Andy Warhol talked about the democratizing power of certain industrial age products.
You can be watching TV and see Coca-Cola, and you know that the President drinks Coke, Liz Taylor drinks Coke, and just think, you can drink Coke, too. A Coke is a Coke and no amount of money can get you a better Coke than the one the bum on the corner is drinking. All the Cokes are the same and all the Cokes are good. Liz Taylor knows it, the President knows it, the bum knows it, and you know it.
Emphasis mine. This is what the Campbell’s Soup can paintings were about.
Not everything obeys that logic. The fantasy of the Batmobile reflects how a zillionaire who is (or has access to) an engineering genius can have a much better car than you, because it benefits from using rare materials, labor-intensive machining on the parts, more time from a mechanic devoted to tuning and maintainance, et cetera.

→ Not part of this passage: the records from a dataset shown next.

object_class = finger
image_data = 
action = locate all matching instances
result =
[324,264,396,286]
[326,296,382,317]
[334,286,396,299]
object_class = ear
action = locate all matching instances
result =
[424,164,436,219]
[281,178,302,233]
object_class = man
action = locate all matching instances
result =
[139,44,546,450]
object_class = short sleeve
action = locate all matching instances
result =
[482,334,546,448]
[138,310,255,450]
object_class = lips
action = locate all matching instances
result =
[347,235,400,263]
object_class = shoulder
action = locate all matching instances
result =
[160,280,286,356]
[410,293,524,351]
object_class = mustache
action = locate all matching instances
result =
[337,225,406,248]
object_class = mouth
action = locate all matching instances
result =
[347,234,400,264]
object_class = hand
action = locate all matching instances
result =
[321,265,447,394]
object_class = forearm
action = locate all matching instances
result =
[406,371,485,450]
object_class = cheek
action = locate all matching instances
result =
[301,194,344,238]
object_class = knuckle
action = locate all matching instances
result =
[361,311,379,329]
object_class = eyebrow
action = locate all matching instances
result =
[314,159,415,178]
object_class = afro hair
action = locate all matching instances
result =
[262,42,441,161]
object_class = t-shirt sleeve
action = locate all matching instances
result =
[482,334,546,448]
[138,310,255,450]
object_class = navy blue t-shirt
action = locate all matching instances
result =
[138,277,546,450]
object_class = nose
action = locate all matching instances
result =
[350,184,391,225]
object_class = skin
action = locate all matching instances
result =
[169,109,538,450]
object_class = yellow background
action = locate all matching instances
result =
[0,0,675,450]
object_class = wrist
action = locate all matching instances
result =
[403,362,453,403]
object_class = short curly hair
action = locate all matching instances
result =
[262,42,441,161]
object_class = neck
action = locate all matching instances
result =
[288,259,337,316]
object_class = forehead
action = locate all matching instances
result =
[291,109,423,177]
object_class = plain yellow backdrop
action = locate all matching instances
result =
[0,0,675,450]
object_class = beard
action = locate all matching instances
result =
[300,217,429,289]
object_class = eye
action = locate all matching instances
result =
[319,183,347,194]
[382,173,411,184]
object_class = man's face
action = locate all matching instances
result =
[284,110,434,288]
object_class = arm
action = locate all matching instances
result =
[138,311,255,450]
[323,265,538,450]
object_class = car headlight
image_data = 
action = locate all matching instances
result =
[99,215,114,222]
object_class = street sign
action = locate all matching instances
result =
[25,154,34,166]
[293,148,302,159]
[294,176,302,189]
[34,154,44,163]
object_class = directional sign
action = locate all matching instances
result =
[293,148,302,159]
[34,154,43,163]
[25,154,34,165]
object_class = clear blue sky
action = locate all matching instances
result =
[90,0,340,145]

Software and consumer electronics are mostly like a Coke. Tony “Iron Man” Stark in the movies having a much better smartphone than you do, but this does not make sense. The hard part of making a smartphone is the up-front design & development of the chipset and the software. Once you have covered those costs to make one, making additional copies of it is very cheap. Everyone can have the best.
I have long joked that Apple’s business model was spending enormous fortunes to make the toys Steve Jobs wanted, and then covering the cost of doing that by selling identical copies of his toys to everyone else.
If you ask me, the implications are not just democratic but socialist.